Freitag, 2. März 2012

Tomorrow.

I've been in a funk recently. Can recently also mean for a really long time? It just sounds better. I find it hard to get on and do things, am much 'happier' (but not really happier) when I am sitting at home doing very little that involves movement. It's not great. Not how I want to live, but it is how I am living most of the time.

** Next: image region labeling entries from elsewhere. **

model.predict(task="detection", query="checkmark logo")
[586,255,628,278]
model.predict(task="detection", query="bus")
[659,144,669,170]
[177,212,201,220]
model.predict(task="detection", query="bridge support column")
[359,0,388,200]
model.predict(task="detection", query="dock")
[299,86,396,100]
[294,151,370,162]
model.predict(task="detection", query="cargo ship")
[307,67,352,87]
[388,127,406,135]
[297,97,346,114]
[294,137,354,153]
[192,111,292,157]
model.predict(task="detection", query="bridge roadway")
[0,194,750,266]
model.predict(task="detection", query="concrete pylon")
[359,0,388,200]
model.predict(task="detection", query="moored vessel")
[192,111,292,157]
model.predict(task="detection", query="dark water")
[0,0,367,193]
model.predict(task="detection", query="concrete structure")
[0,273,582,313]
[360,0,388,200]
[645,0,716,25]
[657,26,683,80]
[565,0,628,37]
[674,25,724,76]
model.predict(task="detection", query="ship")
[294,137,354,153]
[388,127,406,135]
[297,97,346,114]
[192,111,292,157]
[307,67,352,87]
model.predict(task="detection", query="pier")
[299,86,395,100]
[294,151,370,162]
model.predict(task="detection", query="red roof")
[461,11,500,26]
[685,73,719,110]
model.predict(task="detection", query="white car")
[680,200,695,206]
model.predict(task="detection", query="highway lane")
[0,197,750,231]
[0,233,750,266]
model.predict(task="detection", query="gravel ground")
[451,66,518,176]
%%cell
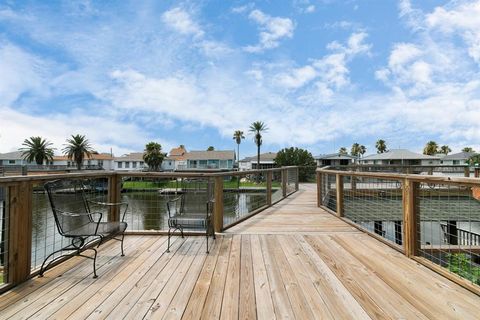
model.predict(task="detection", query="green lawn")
[123,180,280,190]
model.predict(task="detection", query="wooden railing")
[0,167,298,292]
[316,168,480,294]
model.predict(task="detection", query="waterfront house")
[51,153,114,170]
[358,149,440,166]
[114,152,144,171]
[440,152,475,166]
[162,144,187,171]
[314,153,358,167]
[184,150,235,170]
[238,152,277,171]
[0,151,32,166]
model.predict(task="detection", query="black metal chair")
[167,191,215,253]
[39,179,128,278]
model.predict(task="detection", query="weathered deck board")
[0,185,480,319]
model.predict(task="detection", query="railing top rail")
[0,166,298,184]
[317,168,480,186]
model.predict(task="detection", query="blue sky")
[0,0,480,156]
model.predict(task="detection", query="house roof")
[53,153,113,161]
[314,152,357,160]
[114,152,143,161]
[240,152,277,162]
[0,151,23,160]
[361,149,440,161]
[185,150,235,160]
[169,146,187,160]
[442,152,475,160]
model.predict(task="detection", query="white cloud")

One step to change this I decided on before Christmas - for 6 months (so till the end of June, I guess. Or beginning? Patrick would know, I suck at math) I have decided not to be the one to turn on the TV. This includes anything that could be watched except for the odd short YouTube clip that someone posts on Facebook. So far, I have only been weak once, and then only got through half of what I was cheating with before the guilt made me turn it off. There are a few things that help keep this realistic: if I were to get really sick, then I could watch TV, if Patrick wants to watch something, then I can watch with him. This means that it is more of a conscious watching together and not some brainless activity. In order for me to have things that I can do instead, I decided to read a book a week, which so far is also going well.

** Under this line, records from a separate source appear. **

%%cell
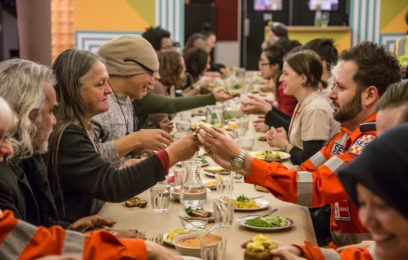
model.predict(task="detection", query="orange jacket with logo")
[299,242,373,260]
[0,210,146,259]
[245,113,377,246]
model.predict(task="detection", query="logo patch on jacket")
[349,135,376,155]
[334,200,351,221]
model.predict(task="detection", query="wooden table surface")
[98,107,317,260]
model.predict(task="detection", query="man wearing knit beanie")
[92,35,173,167]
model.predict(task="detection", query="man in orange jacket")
[199,42,400,246]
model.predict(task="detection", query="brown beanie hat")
[98,35,159,76]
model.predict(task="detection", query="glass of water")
[215,172,234,197]
[150,183,170,213]
[213,196,235,229]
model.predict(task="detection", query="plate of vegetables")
[182,207,215,222]
[231,195,269,211]
[237,214,293,231]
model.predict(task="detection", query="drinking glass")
[200,233,227,260]
[150,183,170,213]
[213,196,235,229]
[173,168,187,187]
[215,172,234,197]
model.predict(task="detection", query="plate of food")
[203,165,228,177]
[170,186,211,200]
[163,227,201,246]
[203,180,217,190]
[181,207,215,222]
[237,214,293,232]
[250,150,290,162]
[228,195,269,211]
[198,157,210,167]
[244,234,277,259]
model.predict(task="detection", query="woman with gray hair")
[0,97,13,162]
[48,49,198,218]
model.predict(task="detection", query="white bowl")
[238,136,255,150]
[172,233,201,257]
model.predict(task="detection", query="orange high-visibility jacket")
[0,210,146,259]
[245,113,377,246]
[299,242,375,260]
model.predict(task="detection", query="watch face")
[231,160,242,171]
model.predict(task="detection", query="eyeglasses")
[0,129,9,147]
[258,60,270,67]
[123,59,155,76]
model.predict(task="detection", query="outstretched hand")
[198,124,241,162]
[67,215,116,232]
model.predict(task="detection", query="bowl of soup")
[173,233,222,257]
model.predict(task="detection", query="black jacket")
[49,124,165,219]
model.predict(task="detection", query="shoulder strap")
[360,121,377,132]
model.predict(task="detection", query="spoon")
[248,195,263,200]
[198,223,221,238]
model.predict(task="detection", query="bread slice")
[204,165,227,173]
[244,249,272,260]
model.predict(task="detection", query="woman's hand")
[166,135,200,167]
[198,124,241,162]
[145,240,183,260]
[67,215,116,232]
[119,159,143,169]
[266,127,289,148]
[159,116,174,133]
[253,119,269,133]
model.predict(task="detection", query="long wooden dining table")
[98,106,317,260]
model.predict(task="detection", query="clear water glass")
[213,196,235,229]
[150,184,170,213]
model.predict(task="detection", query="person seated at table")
[0,59,116,232]
[302,38,339,96]
[92,35,231,137]
[0,96,181,260]
[48,49,198,218]
[182,47,211,94]
[271,123,408,260]
[91,35,173,168]
[267,50,339,165]
[198,42,401,246]
[142,26,176,53]
[241,44,297,132]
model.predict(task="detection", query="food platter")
[237,215,293,232]
[203,180,217,190]
[235,199,269,211]
[249,150,290,161]
[180,209,215,222]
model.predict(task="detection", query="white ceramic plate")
[237,215,293,232]
[181,255,201,260]
[235,199,269,211]
[204,172,231,178]
[249,151,290,161]
[180,209,215,222]
[170,186,211,200]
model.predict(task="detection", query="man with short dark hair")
[142,26,173,52]
[199,42,400,246]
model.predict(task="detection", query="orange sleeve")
[245,158,297,203]
[298,241,373,260]
[83,230,147,260]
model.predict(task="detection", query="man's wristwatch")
[231,149,248,172]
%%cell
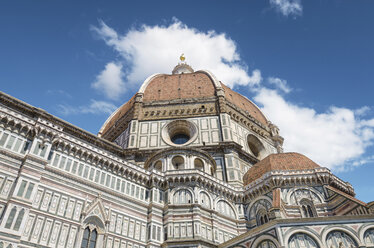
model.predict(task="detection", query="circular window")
[162,120,197,146]
[171,133,190,145]
[247,134,265,159]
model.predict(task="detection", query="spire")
[172,53,194,74]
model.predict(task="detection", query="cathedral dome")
[99,63,268,140]
[243,152,320,185]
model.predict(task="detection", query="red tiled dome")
[100,71,267,139]
[243,152,320,185]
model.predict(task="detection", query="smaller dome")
[243,152,320,185]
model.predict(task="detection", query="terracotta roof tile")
[143,72,215,102]
[221,83,267,126]
[243,152,320,185]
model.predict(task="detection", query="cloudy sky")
[0,0,374,201]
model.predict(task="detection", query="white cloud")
[92,19,261,87]
[90,19,374,169]
[270,0,303,16]
[91,62,126,100]
[255,88,374,169]
[268,77,292,93]
[58,99,117,115]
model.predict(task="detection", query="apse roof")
[243,152,320,185]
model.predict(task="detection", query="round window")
[162,120,197,146]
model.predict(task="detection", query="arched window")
[200,192,211,209]
[14,208,25,231]
[81,227,97,248]
[256,240,277,248]
[364,228,374,246]
[174,189,192,204]
[217,201,236,219]
[194,158,204,171]
[5,207,17,229]
[300,199,317,218]
[288,233,319,248]
[256,208,269,226]
[326,231,358,248]
[154,160,162,171]
[171,156,184,170]
[247,134,265,159]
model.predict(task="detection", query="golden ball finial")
[179,53,186,62]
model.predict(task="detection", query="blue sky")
[0,0,374,201]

However, it isn't quite having the effect I wanted. I am still in my funk. (Ok, ok. Let's call a spade a spade. Laziness.) And it is proving extremely hard to master. So. As of tomorrow morning I will be making a renewed effort at getting up earlier so that I can do my sports in the morning, and re-practicing self-discipline. I have a feeling this will be a life-long battle but I am glad I know that it is one that I will win eventually.

So tomorrow I will do the laundry, get church ready, clean the hall and my house, cook delicious food and do Jillian and lots more. One step at a time.

And my motto will be borrowed from Goethe: What is not started today, is never finished tomorrow.